Applying to College 101: Campus Visits
A successful college career not only depends upon your academic abilities, but on whether or not your school is a good “fit” for you The only way to truly address fit is by visiting campus.
Ideally, campus visits happen in the spring or fall before you apply for admissions, but this step in the admissions process can be cumbersome due to a number of factors, including travel, associated costs, and scheduling. If your campus visit options are limited, here are a few things to keep in mind in order to maximize your trip.
1. Check out Official Campus Visit Days. If possible, try to coordinate your trip with designated campus visit days organized by the Admissions Office. Doing so will save you a lot of leg work in the planning process, and can often include appointments or access to exclusive prospective student events. Don’t forget to register for such visits or schools may not be able to accommodate you.
2. Notify the Admissions Office. They can assist you in planning your visit, including setting up meetings with the financial aid office or faculty, arrange for you to sit in on a class, and even let you do your admissions interview (if required) on site.
3. Go to an event. Whether it’s a basketball game, a student organization meeting, or performing arts show, try and find an activity that piques your interest. Doing so will give you an idea of what student life is like on campus and what you might find yourself doing if you were a student there.

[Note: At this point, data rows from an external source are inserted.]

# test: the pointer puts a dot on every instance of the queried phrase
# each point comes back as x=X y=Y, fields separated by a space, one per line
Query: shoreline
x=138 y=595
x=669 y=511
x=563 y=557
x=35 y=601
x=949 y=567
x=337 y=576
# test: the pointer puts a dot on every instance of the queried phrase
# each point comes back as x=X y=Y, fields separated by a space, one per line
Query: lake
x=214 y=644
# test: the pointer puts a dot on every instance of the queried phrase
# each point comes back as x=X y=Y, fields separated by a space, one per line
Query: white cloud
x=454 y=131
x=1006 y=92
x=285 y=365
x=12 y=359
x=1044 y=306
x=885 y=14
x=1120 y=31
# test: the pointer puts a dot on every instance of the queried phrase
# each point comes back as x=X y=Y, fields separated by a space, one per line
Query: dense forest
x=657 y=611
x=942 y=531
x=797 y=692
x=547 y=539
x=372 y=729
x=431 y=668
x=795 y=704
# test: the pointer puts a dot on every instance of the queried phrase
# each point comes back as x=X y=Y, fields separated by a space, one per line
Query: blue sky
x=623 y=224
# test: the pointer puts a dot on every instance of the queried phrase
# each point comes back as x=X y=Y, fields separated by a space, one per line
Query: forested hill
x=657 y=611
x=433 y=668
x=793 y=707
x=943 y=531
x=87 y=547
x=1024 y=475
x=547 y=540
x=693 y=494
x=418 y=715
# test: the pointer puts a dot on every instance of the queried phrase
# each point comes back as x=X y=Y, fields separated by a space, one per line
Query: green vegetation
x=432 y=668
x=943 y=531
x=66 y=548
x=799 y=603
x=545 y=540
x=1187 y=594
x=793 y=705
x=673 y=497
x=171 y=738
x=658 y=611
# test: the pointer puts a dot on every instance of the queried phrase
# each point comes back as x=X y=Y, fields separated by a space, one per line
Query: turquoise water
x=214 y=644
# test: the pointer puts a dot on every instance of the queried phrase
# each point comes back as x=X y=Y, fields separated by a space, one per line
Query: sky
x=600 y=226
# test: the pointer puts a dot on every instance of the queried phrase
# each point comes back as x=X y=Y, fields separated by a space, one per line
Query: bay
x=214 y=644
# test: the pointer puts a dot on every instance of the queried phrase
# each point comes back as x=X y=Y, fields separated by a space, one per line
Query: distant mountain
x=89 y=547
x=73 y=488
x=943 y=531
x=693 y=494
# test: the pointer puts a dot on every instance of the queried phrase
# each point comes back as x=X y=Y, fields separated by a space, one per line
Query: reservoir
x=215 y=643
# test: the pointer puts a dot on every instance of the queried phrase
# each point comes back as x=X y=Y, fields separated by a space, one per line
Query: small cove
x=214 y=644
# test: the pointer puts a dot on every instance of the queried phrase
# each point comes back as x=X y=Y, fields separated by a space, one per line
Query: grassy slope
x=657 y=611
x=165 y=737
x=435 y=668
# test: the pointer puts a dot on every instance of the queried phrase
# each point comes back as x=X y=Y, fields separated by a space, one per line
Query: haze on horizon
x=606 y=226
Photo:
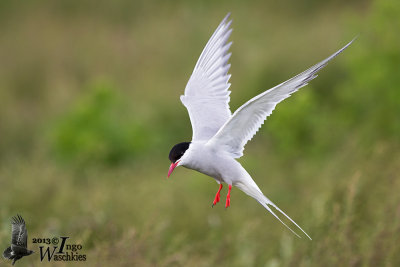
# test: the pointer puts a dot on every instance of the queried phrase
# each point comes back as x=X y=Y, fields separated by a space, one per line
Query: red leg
x=228 y=197
x=217 y=196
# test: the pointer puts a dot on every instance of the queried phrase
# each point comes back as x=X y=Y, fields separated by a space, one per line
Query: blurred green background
x=90 y=109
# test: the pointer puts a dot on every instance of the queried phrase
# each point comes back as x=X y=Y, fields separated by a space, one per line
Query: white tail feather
x=248 y=186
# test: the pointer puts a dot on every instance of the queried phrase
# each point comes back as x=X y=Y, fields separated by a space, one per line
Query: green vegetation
x=90 y=109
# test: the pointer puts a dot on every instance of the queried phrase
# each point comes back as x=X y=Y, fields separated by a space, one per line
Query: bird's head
x=176 y=154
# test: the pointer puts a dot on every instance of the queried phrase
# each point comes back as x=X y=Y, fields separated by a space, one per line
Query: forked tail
x=250 y=188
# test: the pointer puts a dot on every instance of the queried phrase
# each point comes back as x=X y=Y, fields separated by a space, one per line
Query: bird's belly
x=220 y=168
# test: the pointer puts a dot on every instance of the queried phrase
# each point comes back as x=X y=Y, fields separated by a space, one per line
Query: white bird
x=219 y=136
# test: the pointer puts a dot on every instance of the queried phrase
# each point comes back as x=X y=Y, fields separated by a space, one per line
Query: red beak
x=172 y=167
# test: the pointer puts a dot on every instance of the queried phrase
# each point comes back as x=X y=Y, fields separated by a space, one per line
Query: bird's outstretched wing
x=206 y=94
x=247 y=119
x=19 y=232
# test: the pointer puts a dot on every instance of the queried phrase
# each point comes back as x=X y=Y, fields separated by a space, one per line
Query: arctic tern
x=219 y=136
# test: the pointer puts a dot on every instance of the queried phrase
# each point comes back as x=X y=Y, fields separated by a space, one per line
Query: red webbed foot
x=228 y=197
x=217 y=196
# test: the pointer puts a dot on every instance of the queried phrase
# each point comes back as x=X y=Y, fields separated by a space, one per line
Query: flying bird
x=19 y=238
x=219 y=136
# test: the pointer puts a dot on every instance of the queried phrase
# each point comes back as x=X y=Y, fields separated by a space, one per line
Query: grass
x=90 y=108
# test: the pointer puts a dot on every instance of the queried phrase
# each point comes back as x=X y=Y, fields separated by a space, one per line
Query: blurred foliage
x=97 y=85
x=98 y=130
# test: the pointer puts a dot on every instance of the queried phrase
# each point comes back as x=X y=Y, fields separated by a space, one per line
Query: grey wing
x=245 y=122
x=19 y=232
x=206 y=94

4. Take an official tour. Virtually all colleges offer a campus tour led by a student that will get you access to places you won’t have on your own, like residence halls, labs, athletic facilities, health centers, etc. Plus, you’ll get the opportunity to talk to a current student about their experience.

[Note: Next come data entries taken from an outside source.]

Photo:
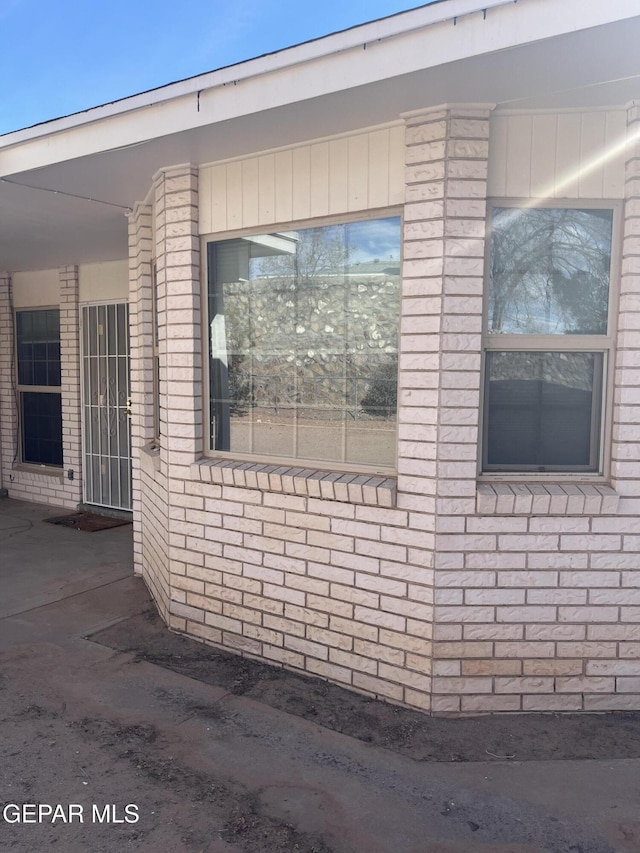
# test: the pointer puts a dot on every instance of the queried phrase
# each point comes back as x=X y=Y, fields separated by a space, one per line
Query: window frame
x=21 y=389
x=590 y=344
x=309 y=465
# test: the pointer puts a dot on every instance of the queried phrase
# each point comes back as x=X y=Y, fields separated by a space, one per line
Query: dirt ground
x=101 y=707
x=531 y=737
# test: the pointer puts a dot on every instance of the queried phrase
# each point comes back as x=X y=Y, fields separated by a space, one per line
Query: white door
x=105 y=404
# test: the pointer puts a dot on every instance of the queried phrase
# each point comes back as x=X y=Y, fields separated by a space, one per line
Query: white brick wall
x=431 y=591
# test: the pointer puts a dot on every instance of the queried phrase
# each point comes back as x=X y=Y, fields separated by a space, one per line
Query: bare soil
x=521 y=737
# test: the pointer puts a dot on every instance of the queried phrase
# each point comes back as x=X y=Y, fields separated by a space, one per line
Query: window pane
x=38 y=347
x=550 y=271
x=542 y=410
x=303 y=342
x=41 y=428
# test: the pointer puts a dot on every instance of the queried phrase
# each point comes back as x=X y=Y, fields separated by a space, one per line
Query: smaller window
x=548 y=338
x=39 y=393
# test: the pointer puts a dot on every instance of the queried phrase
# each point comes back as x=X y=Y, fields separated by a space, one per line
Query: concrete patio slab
x=207 y=770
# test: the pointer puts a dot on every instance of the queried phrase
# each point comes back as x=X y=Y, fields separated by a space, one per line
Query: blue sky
x=62 y=56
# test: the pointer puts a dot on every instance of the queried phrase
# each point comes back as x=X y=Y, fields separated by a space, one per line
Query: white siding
x=557 y=155
x=330 y=177
x=104 y=282
x=39 y=289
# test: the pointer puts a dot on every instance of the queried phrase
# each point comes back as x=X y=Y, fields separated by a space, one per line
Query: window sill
x=545 y=499
x=305 y=482
x=39 y=470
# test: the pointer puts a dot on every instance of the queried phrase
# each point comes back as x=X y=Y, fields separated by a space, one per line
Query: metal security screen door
x=106 y=428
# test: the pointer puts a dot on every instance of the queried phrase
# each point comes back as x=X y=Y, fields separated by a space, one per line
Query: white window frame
x=289 y=461
x=22 y=389
x=599 y=344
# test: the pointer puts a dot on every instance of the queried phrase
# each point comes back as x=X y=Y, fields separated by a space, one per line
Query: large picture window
x=39 y=394
x=303 y=343
x=548 y=338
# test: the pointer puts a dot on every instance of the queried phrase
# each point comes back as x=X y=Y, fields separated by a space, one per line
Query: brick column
x=625 y=464
x=141 y=362
x=181 y=398
x=70 y=383
x=8 y=414
x=447 y=151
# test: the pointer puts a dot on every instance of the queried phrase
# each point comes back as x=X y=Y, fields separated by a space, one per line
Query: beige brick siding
x=149 y=480
x=437 y=594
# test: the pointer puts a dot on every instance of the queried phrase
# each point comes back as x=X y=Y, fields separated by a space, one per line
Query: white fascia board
x=443 y=32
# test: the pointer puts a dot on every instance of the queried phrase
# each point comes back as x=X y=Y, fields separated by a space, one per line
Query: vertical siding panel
x=204 y=199
x=498 y=153
x=284 y=186
x=358 y=172
x=234 y=195
x=518 y=172
x=396 y=165
x=613 y=172
x=592 y=143
x=250 y=192
x=319 y=179
x=218 y=198
x=378 y=178
x=338 y=175
x=543 y=155
x=567 y=155
x=266 y=189
x=301 y=183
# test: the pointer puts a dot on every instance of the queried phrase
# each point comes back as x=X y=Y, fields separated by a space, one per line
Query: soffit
x=40 y=229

5. Eat the food. As a first-year student, you’ll most likely be eating in the dining hall(s) for most of your meals. Many colleges have upped their game when it comes to their food offerings, so take some time to check out your dining options to make sure your dietary needs will be met.
6. Talk to a professor. You’re going to school to get an education, after all. Meeting with a faculty member or academic administrator will give you an idea of what you can expect in regards to rigor and if their academic programs are focused on theory or application (i.e. how/why something happens or works versus doing or making something happen).

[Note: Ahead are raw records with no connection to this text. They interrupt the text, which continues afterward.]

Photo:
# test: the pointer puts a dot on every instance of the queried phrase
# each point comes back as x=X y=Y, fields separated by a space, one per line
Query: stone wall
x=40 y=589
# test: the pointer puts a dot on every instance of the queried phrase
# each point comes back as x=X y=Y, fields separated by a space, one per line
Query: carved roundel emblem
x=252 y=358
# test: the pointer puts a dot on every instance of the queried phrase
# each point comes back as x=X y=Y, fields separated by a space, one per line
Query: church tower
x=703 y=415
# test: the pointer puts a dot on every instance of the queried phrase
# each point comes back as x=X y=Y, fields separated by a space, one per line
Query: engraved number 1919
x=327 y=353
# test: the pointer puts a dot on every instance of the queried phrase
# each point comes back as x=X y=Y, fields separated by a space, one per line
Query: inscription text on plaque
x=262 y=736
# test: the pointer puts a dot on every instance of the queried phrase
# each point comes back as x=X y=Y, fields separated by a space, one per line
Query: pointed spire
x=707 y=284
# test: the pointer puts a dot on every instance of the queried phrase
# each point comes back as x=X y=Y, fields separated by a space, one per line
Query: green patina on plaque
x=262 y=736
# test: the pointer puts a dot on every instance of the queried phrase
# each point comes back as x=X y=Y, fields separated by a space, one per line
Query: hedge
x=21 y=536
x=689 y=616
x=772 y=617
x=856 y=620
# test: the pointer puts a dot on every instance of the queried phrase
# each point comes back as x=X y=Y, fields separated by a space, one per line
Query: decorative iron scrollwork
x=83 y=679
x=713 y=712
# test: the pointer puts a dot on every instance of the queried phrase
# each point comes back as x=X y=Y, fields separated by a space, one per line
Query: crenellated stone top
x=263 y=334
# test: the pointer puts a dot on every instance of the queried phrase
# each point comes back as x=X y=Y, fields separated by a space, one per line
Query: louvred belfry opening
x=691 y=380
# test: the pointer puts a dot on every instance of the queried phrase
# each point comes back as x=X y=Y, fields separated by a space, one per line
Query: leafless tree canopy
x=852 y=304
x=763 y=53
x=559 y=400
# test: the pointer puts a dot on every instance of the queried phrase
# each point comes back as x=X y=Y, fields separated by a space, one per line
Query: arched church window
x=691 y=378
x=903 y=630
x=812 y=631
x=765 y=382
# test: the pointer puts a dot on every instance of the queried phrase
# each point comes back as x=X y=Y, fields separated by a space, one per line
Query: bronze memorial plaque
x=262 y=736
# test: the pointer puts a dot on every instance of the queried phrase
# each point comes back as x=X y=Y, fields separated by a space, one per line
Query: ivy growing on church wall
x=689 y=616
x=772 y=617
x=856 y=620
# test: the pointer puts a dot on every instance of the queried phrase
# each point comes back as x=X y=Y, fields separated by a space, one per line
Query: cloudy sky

If you’re not able to visit campus, there are a few things you can do to get a feel whether or not a school is a good fit for you. Many colleges and universities host local events for prospective students. Even though you won’t be able to get an in-person perspective on what it is like to be a student, you will get the opportunity to meet admissions staff and ask them all of your question that you would on campus. You can also speak with an alumnus, ideally someone who majored in your intended area of study. When going with this route, it’s a good idea chat with someone who graduate within last five years, otherwise their experience may not be an accurate portrayal of current campus life.